Всеволод Радченко - Главная профессия — разведка
Поначалу развитие моего контакта с Джоном давало нам основание подумать о возможности его привлечения к сотрудничеству с нами, но развитие контакта показало, что оснований для таких планов явно недостаточно. Какова могла быть основа привлечения Джона к сотрудничеству, идеологическая? Да, Джон высказывал иногда критические замечания в адрес американского правительства по внешнеполитическим вопросам, но в то же время он был патриотически настроен и был стопроцентным американцем, любящим свою Родину. Материальная основа также ясно не вырисовывалась. Джон был карьерный дипломат, неплохо обеспеченный, а жена его была просто богатым человеком. Каких-то серьёзных слабостей, и тем более пороков, которые позволили бы как-то создать базу для вербовки, я в Джоне не находил. Приходилось ограничиться дипломатическим, хотя и, несомненно, полезным контактом с американцем.

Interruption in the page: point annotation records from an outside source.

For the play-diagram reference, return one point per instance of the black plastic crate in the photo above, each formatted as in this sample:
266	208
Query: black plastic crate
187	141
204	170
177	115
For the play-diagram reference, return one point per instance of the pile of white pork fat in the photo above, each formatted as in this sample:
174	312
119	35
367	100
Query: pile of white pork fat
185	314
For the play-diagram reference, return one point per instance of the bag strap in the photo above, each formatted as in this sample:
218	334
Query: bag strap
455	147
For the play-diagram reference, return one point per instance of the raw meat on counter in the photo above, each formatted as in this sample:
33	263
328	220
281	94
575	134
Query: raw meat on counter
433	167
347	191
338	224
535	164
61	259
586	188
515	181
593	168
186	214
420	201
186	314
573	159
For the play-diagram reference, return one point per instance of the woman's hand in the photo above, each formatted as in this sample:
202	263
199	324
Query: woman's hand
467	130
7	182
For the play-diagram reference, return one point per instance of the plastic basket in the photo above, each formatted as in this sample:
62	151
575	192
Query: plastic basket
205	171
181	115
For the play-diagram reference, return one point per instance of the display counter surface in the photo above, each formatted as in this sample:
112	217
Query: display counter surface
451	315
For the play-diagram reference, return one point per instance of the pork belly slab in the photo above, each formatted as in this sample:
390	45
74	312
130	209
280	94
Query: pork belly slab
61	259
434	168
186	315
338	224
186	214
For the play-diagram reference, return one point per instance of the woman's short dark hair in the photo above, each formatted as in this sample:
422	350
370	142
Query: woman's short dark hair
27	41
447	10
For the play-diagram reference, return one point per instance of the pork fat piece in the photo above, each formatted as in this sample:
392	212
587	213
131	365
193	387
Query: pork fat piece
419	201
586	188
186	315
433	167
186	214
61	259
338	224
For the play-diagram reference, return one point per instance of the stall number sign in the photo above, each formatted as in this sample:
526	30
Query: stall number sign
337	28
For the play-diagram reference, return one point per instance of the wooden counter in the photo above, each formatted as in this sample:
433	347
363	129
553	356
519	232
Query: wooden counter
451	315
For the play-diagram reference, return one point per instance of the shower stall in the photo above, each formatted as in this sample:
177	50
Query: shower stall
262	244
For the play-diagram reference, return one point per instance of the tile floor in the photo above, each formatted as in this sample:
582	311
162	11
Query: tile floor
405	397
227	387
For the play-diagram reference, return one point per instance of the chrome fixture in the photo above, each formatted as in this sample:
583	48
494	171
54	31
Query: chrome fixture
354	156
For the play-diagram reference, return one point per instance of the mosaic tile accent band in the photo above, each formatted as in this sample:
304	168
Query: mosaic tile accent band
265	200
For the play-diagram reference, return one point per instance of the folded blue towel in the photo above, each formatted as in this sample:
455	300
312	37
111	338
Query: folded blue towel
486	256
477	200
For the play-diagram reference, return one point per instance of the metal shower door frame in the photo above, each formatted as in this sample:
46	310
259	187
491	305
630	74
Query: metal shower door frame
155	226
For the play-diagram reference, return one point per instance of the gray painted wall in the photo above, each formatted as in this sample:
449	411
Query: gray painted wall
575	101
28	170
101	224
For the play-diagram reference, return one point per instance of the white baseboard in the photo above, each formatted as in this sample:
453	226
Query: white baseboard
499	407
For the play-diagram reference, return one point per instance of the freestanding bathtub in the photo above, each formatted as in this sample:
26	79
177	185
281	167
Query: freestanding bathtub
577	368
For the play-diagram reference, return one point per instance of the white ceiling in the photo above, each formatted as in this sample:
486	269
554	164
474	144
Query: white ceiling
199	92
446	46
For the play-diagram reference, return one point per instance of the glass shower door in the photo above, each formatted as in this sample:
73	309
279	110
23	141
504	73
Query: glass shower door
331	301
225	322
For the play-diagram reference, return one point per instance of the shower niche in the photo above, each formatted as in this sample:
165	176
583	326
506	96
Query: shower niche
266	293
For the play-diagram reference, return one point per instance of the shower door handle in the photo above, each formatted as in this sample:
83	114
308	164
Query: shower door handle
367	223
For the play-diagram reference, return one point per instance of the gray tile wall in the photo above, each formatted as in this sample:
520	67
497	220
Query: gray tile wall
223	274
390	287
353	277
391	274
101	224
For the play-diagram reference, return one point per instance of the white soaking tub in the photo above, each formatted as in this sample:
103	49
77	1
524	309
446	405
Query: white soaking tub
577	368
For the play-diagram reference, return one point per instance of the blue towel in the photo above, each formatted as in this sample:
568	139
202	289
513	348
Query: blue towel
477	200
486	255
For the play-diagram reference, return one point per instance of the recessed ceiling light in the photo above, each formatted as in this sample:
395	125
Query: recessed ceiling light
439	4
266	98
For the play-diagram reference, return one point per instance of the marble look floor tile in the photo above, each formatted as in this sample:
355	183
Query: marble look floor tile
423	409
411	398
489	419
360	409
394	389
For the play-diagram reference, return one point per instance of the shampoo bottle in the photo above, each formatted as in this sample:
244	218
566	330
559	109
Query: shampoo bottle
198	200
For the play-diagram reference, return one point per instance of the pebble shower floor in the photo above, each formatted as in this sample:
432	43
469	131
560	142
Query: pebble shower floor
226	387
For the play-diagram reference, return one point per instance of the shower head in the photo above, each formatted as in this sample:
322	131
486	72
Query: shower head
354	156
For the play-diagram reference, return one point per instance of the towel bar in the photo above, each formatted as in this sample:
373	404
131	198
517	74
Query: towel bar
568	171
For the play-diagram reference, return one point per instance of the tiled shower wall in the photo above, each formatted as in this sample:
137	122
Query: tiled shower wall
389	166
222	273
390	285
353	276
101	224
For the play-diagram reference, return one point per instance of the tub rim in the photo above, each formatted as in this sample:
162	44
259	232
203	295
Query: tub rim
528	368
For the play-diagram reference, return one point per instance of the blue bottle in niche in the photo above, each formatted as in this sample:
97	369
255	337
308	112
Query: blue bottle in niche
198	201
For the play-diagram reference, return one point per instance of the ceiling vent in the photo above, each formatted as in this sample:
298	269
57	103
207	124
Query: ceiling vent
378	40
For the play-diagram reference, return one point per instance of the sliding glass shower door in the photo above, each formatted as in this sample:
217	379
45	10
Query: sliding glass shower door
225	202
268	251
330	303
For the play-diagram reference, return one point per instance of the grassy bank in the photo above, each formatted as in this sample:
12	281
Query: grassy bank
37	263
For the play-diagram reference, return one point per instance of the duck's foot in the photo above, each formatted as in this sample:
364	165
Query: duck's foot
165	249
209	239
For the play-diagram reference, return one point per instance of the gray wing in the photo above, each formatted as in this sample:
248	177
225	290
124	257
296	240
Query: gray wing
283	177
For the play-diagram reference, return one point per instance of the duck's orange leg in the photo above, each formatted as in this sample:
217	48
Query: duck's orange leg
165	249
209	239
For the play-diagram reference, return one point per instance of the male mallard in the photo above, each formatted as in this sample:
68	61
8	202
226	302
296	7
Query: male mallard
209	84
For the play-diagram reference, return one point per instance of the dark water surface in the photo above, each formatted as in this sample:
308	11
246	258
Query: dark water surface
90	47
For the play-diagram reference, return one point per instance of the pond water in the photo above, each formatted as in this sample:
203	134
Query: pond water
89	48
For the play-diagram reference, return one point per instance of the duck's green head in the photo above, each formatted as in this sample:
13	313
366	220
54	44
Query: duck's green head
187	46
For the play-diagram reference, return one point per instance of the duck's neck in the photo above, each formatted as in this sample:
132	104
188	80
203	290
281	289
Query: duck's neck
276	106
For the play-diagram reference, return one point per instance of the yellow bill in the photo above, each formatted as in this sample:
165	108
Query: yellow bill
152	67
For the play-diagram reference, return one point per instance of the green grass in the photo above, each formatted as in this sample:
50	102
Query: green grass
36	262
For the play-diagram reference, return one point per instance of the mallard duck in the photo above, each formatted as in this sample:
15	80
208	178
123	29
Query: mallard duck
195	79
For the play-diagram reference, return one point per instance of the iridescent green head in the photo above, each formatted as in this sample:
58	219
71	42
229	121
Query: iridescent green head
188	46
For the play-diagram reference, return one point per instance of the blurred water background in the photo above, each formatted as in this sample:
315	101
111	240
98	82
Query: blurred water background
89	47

Связь продолжалась около двух лет, но вот на последних встречах я стал замечать, что Джон задаёт мне какие-то заранее подготовленные вопросы, в первую очередь о моей биографии, моих привычках, друзьях. Если бы это было в самый первый период нашего знакомства, возможно, я бы не обратил внимания на это излишнее любопытство. Но заканчивался второй год нашего контакта, и вопросы Джона, и в частности тот факт, что он как-то странно не смотрел на меня, когда касался этих тем, насторожили меня.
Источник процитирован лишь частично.